I have written a neon-optimized box filter in assembler. It's running on an i.MX6 (cortex-a9). I now about the memory bandwidth problems of the machine, but this doesn't explain my observation:
My code (inline assembler)
"loopSlide: \n\t"
"vld1.16 {q0-q1}, [%[add]]! \n\t"
"vld1.16 {q2-q3}, [%[add]]! \n\t"
"vsra.u16 q6, q0, #5 \n\t"
"vsra.u16 q7, q1, #5 \n\t"
"vsra.u16 q8, q2, #5 \n\t"
"vsra.u16 q9, q3, #5 \n\t"
"vld1.16 {q0-q1}, [%[sub]]! \n\t"
"vld1.16 {q2-q3}, [%[sub]]! \n\t"
"vshr.u16 q0, q0, #5 \n\t"
"vsub.u16 q6, q6, q0 \n\t"
"vshr.u16 q1, q1, #5 \n\t"
"vsub.u16 q7, q7, q1 \n\t"
"vst1.16 {q6-q7}, [%[sub]]! \n\t"
"vshr.u16 q2, q2, #5 \n\t"
"vsub.u16 q8, q8, q2 \n\t"
"vshr.u16 q3, q3, #5 \n\t"
"vsub.u16 q9, q9, q3 \n\t"
"vst1.16 {q8-q9}, [%[sub]]! \n\t"
"add %[dst], %[dst], %[inc] \n\t"
"pldw [%[dst]] \n\t"
"add %[add], %[add], %[inc] \n\t"
"add %[sub], %[sub], %[inc] \n\t"
"cmp %[src], %[end] \n\t"
"bne loopSlide \n\t"
takes 105 ms for the whole picture, which results in 25 cpu cycles per instruction!

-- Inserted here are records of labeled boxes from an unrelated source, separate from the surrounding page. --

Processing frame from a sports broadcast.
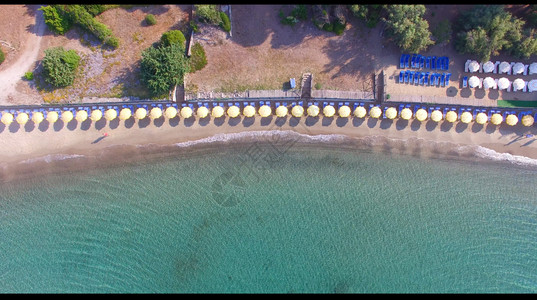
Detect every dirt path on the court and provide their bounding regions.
[0,10,46,105]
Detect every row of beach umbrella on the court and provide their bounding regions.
[1,104,534,126]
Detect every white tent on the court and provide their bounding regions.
[513,78,526,91]
[483,61,494,73]
[483,77,496,89]
[513,63,524,75]
[468,76,479,88]
[498,77,510,90]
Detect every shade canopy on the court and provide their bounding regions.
[369,106,382,119]
[468,60,479,73]
[513,63,525,75]
[75,109,88,122]
[164,106,177,119]
[490,114,503,125]
[32,111,45,124]
[323,105,336,118]
[498,77,510,90]
[276,105,288,118]
[338,105,351,118]
[104,108,117,121]
[483,77,496,89]
[446,110,457,123]
[259,104,272,118]
[468,76,479,88]
[530,63,537,75]
[498,61,511,73]
[431,110,443,122]
[196,106,209,118]
[90,109,103,122]
[354,106,367,118]
[134,107,147,120]
[2,112,13,125]
[307,105,320,117]
[211,106,224,118]
[179,106,194,119]
[416,108,428,122]
[46,111,59,124]
[62,110,74,123]
[291,105,304,118]
[483,61,494,73]
[521,115,535,126]
[400,107,412,120]
[16,112,30,125]
[242,105,255,118]
[384,107,397,120]
[513,78,526,91]
[475,112,489,125]
[505,115,518,126]
[461,111,474,124]
[227,105,241,118]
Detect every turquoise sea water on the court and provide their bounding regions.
[0,133,537,293]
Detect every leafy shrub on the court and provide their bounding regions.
[145,14,157,25]
[160,30,186,49]
[190,42,207,73]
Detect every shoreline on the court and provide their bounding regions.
[0,111,537,182]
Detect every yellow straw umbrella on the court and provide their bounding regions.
[446,110,457,123]
[227,105,241,118]
[242,105,255,118]
[431,110,443,122]
[16,112,30,125]
[354,106,367,118]
[90,109,103,122]
[164,106,177,119]
[179,106,194,119]
[291,105,304,118]
[505,115,518,126]
[196,106,209,119]
[323,105,336,118]
[32,111,45,124]
[384,107,397,120]
[134,107,147,120]
[62,110,73,123]
[276,105,288,118]
[415,108,428,122]
[211,106,224,118]
[490,114,503,125]
[461,111,474,124]
[475,112,489,125]
[47,111,59,123]
[2,112,13,126]
[259,104,272,117]
[338,105,351,118]
[369,106,382,119]
[521,115,534,126]
[306,105,320,117]
[399,107,412,120]
[149,106,162,120]
[75,109,88,122]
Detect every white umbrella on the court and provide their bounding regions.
[468,76,479,88]
[468,60,479,73]
[513,78,526,91]
[498,77,509,90]
[483,60,494,73]
[530,63,537,75]
[498,61,511,74]
[528,79,537,92]
[513,63,524,75]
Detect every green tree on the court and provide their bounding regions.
[384,5,434,52]
[140,43,190,96]
[42,47,80,87]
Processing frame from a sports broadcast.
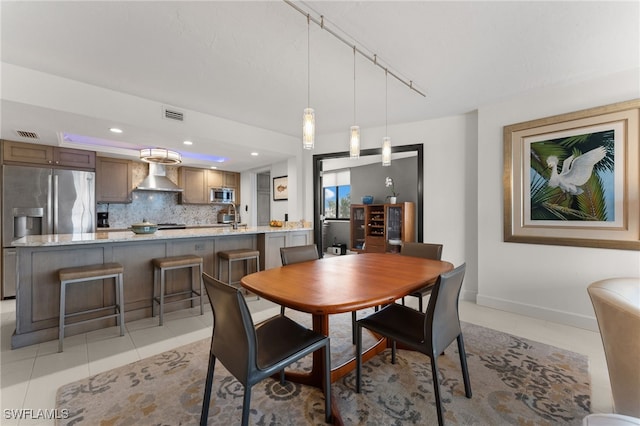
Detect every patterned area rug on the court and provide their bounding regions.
[56,311,590,425]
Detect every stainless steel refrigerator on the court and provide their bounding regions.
[2,165,96,298]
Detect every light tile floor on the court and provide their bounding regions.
[0,297,612,426]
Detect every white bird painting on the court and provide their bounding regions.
[547,146,607,195]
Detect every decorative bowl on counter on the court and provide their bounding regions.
[131,219,158,234]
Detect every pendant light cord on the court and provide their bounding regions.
[384,68,389,136]
[353,46,356,125]
[307,14,311,107]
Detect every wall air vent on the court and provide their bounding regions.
[16,130,40,139]
[163,108,184,121]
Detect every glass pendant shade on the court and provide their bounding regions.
[302,108,316,149]
[349,126,360,158]
[382,136,391,166]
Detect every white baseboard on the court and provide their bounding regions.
[476,292,598,331]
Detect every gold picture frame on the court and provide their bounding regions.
[503,99,640,250]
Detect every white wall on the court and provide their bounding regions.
[477,69,640,330]
[304,114,477,290]
[302,69,640,330]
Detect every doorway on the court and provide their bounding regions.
[256,172,271,226]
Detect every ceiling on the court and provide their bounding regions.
[0,0,640,171]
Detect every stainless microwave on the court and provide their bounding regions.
[210,188,236,203]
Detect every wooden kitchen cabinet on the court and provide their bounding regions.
[178,167,240,204]
[207,170,224,188]
[350,202,415,253]
[96,157,133,204]
[3,141,96,170]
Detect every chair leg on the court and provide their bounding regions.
[351,311,357,345]
[356,324,362,393]
[458,333,471,398]
[200,353,216,426]
[324,341,331,423]
[241,384,251,426]
[430,353,444,426]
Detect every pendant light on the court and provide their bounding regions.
[302,15,316,149]
[382,68,391,166]
[349,46,360,158]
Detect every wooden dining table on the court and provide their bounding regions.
[241,253,453,423]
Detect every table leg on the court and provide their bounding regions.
[278,314,386,425]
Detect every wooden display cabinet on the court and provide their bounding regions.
[351,202,415,253]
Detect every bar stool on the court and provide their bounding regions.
[58,263,124,352]
[151,255,204,325]
[218,249,260,285]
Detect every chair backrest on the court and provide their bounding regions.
[400,242,442,260]
[424,263,466,355]
[587,278,640,417]
[202,273,257,386]
[280,244,320,266]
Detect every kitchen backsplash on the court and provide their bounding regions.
[96,162,235,229]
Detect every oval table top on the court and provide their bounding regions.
[241,253,453,315]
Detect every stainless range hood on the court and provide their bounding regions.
[136,163,182,192]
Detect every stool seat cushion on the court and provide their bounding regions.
[153,255,202,268]
[218,249,260,260]
[58,263,124,281]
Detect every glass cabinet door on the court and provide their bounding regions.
[351,205,365,251]
[385,204,404,253]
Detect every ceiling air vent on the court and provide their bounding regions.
[163,108,184,121]
[16,130,40,139]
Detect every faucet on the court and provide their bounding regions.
[229,203,238,229]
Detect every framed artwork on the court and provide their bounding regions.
[503,99,640,250]
[273,176,289,201]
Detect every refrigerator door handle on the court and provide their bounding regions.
[53,175,58,234]
[46,174,54,234]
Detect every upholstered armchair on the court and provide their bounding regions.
[587,278,640,418]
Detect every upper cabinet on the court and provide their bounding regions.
[178,167,240,204]
[3,141,96,170]
[96,157,133,203]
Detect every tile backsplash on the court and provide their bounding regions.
[96,162,235,229]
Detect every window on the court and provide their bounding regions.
[322,170,351,219]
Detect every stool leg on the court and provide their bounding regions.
[116,274,124,336]
[58,281,67,352]
[198,262,204,315]
[160,268,165,325]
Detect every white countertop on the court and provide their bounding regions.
[12,226,313,247]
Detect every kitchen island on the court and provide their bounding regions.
[11,226,313,348]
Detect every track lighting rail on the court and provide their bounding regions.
[283,0,427,97]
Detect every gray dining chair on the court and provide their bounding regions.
[356,264,471,425]
[280,244,356,345]
[200,273,331,426]
[400,242,442,312]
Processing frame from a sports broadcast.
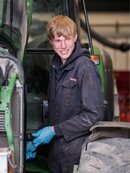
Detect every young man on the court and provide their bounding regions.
[26,15,103,173]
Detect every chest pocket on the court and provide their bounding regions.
[61,80,78,107]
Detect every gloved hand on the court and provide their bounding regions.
[32,126,56,147]
[26,141,37,159]
[26,151,37,160]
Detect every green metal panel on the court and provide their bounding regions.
[94,47,106,93]
[0,0,7,27]
[0,73,17,151]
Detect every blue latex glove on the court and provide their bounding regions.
[26,141,37,160]
[26,151,37,160]
[32,126,56,147]
[26,141,37,152]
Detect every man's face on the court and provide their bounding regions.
[51,34,77,64]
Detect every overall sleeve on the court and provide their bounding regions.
[54,62,103,141]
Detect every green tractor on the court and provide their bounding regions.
[0,0,127,173]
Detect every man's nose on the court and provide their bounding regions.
[61,41,66,48]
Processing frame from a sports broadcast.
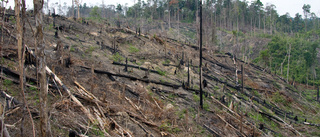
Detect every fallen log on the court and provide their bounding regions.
[0,75,38,89]
[25,45,95,123]
[203,124,222,137]
[217,114,246,137]
[112,62,161,75]
[80,66,181,89]
[0,90,20,105]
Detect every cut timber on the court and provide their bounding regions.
[93,108,111,137]
[124,97,147,119]
[0,90,20,105]
[211,96,241,118]
[0,66,58,88]
[26,45,95,123]
[112,62,160,75]
[217,114,246,137]
[80,66,181,89]
[203,124,222,137]
[0,75,38,89]
[109,117,132,137]
[130,117,154,137]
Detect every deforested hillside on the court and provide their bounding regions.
[0,8,320,137]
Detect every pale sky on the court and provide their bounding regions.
[3,0,320,17]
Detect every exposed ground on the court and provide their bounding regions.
[0,11,320,137]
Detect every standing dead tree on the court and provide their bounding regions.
[33,0,48,137]
[74,0,82,19]
[15,0,35,137]
[199,0,203,108]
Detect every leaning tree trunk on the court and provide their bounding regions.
[33,0,48,137]
[199,0,203,108]
[287,44,291,83]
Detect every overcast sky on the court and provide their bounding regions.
[3,0,320,17]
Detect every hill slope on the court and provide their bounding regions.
[1,12,320,136]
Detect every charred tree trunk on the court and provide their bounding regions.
[52,9,56,28]
[187,59,190,88]
[199,0,203,109]
[33,0,48,137]
[241,65,244,93]
[124,58,128,72]
[287,44,291,83]
[317,85,320,102]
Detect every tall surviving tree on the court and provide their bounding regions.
[302,4,311,32]
[74,0,82,19]
[33,0,48,137]
[199,0,203,109]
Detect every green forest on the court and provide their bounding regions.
[45,0,320,84]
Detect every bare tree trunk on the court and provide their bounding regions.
[317,85,319,102]
[77,0,80,19]
[199,0,203,109]
[270,10,272,35]
[71,0,75,18]
[33,0,48,137]
[287,44,291,83]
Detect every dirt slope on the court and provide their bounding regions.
[0,11,320,137]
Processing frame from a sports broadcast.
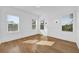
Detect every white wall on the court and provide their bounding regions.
[0,7,38,42]
[48,9,76,42]
[76,7,79,48]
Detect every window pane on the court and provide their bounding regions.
[40,20,44,30]
[8,15,19,31]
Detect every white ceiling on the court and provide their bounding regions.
[15,6,76,17]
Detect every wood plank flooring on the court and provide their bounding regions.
[0,34,79,53]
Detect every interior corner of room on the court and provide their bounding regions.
[0,6,79,52]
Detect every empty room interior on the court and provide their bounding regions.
[0,6,79,53]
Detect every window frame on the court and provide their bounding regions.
[6,14,20,33]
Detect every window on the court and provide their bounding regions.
[62,13,73,32]
[7,15,19,31]
[40,20,44,30]
[32,19,36,30]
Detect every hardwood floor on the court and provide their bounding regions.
[0,34,79,53]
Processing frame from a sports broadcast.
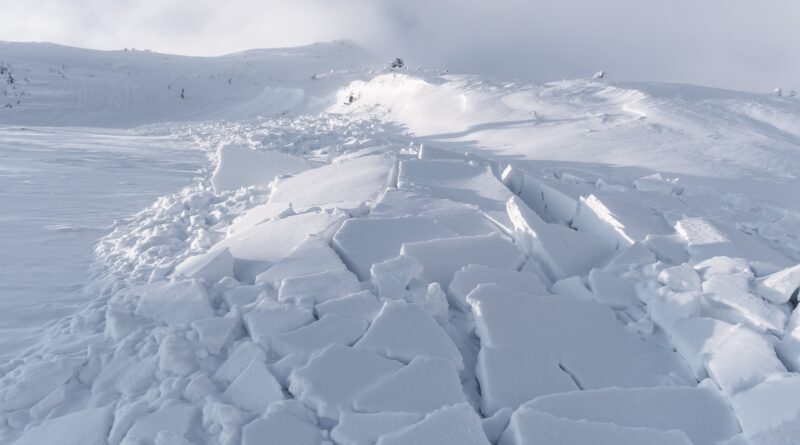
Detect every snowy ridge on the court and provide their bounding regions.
[0,42,800,445]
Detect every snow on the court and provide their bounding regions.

Removing only the vst instructions, the algorithm speeds up to 9.5 ms, which fits my expectation on the memory bandwidth.
Now I tried exchanging the input and output buffers, and it took less than 17 ms for the same amount of loads and stores! If I had expected a difference then the other way around, because the input buffer had be written to before, so it might still be in L2 cache and could be read faster, but it's 6 times faster to read from the uncached data and store to the cached ...
Both buffers have 512-bit-alignment and reside in the same memory region, with same cache policy.
Do you have any idea what could be the cause of the problem or what to try to further examine it?